# Verständnissfrage JasperReports / Java Obekte POJO?



## KEhlers (13. Aug 2008)

Hallo zusammen,

mir fehlt leider der nötige Ansatz um mit JasperReports loszulegen. Ich hoffe ihr könnt mir helfen.

Wir wollen unsere Reportingfunktion in unsere Java Applikation verbessern. Bisher wurden PDF oder HTML Reports von hand programmiert. Das soll jetzt mit Hilfe von JasperReports oder vielleicht Birt verbessert werden. Die Daten können sowohl aus einer Oracle Datenbank (was keine Probleme bereiten wird) aber auch aus einem Object (RECORD) der Java Applikation kommen. 

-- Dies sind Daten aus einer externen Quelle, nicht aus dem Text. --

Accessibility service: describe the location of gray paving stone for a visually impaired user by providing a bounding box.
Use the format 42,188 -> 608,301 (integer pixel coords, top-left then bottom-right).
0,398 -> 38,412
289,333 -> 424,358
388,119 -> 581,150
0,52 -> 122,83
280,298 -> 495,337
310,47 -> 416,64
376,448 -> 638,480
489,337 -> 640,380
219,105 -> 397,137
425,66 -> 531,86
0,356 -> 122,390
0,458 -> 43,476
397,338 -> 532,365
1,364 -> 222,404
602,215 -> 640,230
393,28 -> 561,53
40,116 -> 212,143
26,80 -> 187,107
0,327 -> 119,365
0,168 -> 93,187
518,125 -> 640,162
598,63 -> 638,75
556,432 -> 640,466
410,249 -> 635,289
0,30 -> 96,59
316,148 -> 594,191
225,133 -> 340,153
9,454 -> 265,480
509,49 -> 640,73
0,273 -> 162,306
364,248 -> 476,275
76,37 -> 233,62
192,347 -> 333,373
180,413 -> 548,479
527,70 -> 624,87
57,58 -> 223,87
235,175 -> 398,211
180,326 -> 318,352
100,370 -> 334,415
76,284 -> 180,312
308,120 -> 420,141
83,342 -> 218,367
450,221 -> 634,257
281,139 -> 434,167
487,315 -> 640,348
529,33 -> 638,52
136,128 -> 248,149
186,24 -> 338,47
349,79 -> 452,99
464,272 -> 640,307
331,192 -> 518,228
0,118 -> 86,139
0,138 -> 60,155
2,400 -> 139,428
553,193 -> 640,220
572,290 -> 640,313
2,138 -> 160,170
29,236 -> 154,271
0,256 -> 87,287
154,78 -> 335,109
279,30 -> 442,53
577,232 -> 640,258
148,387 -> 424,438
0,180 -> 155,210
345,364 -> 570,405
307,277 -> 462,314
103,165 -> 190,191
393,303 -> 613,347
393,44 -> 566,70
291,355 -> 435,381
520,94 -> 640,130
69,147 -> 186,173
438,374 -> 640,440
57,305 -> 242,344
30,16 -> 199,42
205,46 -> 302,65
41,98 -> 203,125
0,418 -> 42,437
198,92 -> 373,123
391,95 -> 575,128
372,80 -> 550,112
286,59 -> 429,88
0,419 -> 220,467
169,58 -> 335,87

Die Frage ist jetzt wie und ob ich überhaupt in dem Report auf das Objekt zugreifen kann. In iReport wird das nicht gehen weil das Object auf Session Daten zugreift. In iReport müsste man also "blind" auf das Obejct zugreifen, etwa so: "CRECORD.getValue(parameter1, param...);". Ist es dann möglich bei dem Filling aus der Java Applikation (Wenn der Report getriggert wird), da wo die Session dann existiert, die Funktionen aufzurufen um an die Daten zu gelangen? 

Wenn ja wo instanziiere ich denn das Object, in dem Report? Der Ablauf ist mir leider noch absolut nicht schlüssig. Ich hoffe ihr könnte mir da ein bisschen auf die Sprünge helfen.

Danke 

Gruß


----------



## foobar (13. Aug 2008)

Ja, Jasperreports unterstützt Beandatasources.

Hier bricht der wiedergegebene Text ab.